Research has obtained results that bullying can be prevented. It is created a ‘package for the prevention of youth violence and associated risk behaviours’ that intended to impact individual behaviours, as well as relationship, family, school, the community and the social factors that influence the risk and protection factors of violence.

The strategies are designed to work together and be used in combination to prevent

violence. These approaches, particularly are aimed at strengthen the skills of young people and modify the physical and social environment, have shown to reduce violence and harassment.

  • Promote family environments that support healthy development: parenting skills and family relationship programs.
  • Provide quality education early in life: strengthen youth’s skills
  • Mentoring programs: a school-based intervention designed for at-risk middle school students that aims to develop critical social skills, encourages academic achievement and provides positive, life-enriching experiences for the participants. 
  • Create protective community environments: modify the physical and social environment, reduce exposure to community-level risk. 
  • Building a positive school climate: create the feeling of belonging and that it is a protected environment with details that can arise from a greeting, the way a problem is resolved, or how people work together.
  • It is necessary to dedicate hours in class to learning, by teachers and students, social and emotional learning, involves teaching skills of self-awareness, self-management, social awareness, responsible decision making, and relationships management. It improves emotional well-being, self-regulation, classroom relationships, and kind and helpful behaviour among students. It reduces a range of problems like anxiety, emotional distress, and depression; reduces disruptive behaviours like conflicts, aggression, bullying, anger, and hostile attribution bias; and it improves academic achievement, creativity, and leadership.
Detection

It is important to be familiar with the symptoms that a student subject to bullying normally demonstrates in order to be able to detect this phenomenon.

  • Inexplicable injuries
  • Lost or destroyed clothing, books, electronics…
  • Frequent headaches or stomach aches, feeling sick or faking illness
  • Changes in eating habits, like suddenly skipping meals or binge eating. Kids may come home from school hungry because they did not eat breakfast.
  • Difficulty sleeping or frequent nightmares
  • Declining grades, loss of interest in schoolwork, or not wanting to go to school
  • Sudden loss of friends or avoidance of social situations
  • Feelings of helplessness or decreased self esteem
  • Self-destructive behaviours such as running away from home, harming themselves, or talking about suicide

Statistics show that only 20% of school bullying incidents were reported. It is difficult for children to tell adults the situation. Specially, students with ASD have greater barriers because they often do not have the communication skills to transmit it, and because they do not like to feel rejected by their peers and social isolated.

Intervention

When a case of bullying is suspected, when notification is made through the family or other students that bullying may be occurring, notification must be made immediately to the Counsellor and the Director.

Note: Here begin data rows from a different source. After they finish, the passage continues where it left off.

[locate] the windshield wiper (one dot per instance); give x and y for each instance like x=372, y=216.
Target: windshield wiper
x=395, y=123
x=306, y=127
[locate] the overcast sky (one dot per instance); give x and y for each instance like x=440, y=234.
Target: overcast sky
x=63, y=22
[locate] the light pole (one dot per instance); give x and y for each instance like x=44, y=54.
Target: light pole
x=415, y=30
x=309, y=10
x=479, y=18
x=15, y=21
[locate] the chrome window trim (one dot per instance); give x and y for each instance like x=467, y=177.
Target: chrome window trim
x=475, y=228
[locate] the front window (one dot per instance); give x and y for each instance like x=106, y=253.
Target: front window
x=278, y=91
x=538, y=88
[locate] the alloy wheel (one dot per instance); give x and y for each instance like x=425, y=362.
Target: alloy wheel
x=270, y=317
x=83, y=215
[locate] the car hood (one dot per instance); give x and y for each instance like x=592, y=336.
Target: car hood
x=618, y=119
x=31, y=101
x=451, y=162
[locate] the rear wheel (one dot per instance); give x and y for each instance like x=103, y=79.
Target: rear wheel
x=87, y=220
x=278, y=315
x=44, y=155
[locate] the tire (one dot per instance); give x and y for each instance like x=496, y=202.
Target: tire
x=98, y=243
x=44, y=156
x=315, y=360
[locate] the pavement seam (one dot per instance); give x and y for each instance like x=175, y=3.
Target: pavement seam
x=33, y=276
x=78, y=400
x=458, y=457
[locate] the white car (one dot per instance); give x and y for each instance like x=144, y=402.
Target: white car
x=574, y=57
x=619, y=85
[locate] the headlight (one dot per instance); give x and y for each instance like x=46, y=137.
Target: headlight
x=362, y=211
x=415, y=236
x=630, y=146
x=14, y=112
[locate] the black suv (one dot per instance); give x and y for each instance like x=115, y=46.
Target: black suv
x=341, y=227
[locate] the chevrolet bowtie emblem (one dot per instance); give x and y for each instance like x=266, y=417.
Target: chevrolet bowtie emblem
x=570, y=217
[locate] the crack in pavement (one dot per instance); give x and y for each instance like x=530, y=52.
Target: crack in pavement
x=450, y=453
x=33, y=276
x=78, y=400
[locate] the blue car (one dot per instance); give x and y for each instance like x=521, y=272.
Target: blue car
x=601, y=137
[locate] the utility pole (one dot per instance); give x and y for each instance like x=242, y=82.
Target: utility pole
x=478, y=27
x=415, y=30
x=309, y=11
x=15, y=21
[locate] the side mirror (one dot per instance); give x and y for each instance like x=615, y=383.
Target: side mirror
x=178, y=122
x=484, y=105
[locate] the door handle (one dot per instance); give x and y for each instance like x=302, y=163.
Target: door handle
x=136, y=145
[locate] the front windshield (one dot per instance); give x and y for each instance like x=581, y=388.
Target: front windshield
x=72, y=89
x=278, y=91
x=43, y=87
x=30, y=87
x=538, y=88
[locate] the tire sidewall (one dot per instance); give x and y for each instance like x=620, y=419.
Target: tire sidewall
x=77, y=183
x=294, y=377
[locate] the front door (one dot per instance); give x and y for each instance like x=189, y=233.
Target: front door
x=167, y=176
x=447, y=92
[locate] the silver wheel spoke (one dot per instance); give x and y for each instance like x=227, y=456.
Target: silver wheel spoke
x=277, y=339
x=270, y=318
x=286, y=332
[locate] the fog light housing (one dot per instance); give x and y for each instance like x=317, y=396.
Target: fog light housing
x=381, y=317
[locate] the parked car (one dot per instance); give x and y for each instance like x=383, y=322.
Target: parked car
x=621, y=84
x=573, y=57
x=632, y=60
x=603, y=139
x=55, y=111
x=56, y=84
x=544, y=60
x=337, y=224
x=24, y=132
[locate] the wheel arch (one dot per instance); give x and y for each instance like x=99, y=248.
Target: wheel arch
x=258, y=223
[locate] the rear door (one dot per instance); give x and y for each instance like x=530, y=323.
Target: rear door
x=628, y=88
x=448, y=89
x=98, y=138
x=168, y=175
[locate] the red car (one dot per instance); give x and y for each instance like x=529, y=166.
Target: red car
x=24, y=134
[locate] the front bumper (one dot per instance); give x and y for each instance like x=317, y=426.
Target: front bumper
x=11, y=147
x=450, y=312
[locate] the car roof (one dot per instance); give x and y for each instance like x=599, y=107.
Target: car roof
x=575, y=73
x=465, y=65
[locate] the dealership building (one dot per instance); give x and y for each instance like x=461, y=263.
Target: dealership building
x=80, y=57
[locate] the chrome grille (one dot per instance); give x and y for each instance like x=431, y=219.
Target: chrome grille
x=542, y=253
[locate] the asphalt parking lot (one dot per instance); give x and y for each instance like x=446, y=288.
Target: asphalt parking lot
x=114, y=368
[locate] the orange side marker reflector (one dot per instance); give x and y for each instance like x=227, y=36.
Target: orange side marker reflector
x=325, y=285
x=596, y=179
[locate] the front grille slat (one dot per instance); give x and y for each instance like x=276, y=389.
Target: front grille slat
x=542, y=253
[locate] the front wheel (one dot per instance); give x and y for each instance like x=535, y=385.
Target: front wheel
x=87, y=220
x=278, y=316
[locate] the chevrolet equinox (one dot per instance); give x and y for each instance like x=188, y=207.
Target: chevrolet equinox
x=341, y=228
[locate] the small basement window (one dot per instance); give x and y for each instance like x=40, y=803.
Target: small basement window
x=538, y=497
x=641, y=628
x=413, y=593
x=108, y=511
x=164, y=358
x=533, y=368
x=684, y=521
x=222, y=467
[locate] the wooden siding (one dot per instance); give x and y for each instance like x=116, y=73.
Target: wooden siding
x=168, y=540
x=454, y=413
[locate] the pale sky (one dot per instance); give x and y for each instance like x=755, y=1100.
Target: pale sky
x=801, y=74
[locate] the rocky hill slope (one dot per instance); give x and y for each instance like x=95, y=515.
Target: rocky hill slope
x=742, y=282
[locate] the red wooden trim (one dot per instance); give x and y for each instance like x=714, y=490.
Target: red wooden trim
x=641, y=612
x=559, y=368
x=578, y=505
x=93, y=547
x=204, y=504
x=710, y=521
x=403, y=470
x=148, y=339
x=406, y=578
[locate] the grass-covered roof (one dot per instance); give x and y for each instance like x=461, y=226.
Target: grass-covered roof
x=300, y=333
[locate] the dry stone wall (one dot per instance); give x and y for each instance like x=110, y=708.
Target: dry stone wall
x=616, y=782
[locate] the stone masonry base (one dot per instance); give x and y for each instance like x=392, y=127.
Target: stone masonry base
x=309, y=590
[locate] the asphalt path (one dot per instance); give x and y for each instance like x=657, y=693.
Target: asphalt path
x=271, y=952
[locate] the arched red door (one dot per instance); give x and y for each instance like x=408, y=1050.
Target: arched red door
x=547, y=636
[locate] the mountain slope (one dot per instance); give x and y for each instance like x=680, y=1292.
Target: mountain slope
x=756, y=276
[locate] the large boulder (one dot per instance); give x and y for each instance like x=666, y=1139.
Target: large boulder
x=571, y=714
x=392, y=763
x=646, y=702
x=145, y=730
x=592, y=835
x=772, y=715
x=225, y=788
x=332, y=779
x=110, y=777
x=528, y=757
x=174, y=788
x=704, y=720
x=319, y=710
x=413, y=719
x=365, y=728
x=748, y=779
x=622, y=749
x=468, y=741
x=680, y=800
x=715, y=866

  • Follow the school’s procedures for reporting and addressing bullying behaviour: it depends on each country or region, there are specific protocols for action.
  • Encourage the bullied student to talk about what happened. It helps to let the student know you believe them and are concerned.
  • If the student cannot verbalize what happened, use writing, playing or drawing methods.
  • Reassure the students that reporting the situation is not “tattling” on another student

Bullying is of interest to researchers and clinicians and a variety of intervention models has been proposed to reduce or prevent it. Some of these programs have focused interventions directly on the students involved (i.e., the bully/cyberbully, the victims and the bystanders), while others aim to change the broader social climate (e.g., whole school approaches). Some studies have shown more effective the whole school approach than individual programs, but both shown positive effects. 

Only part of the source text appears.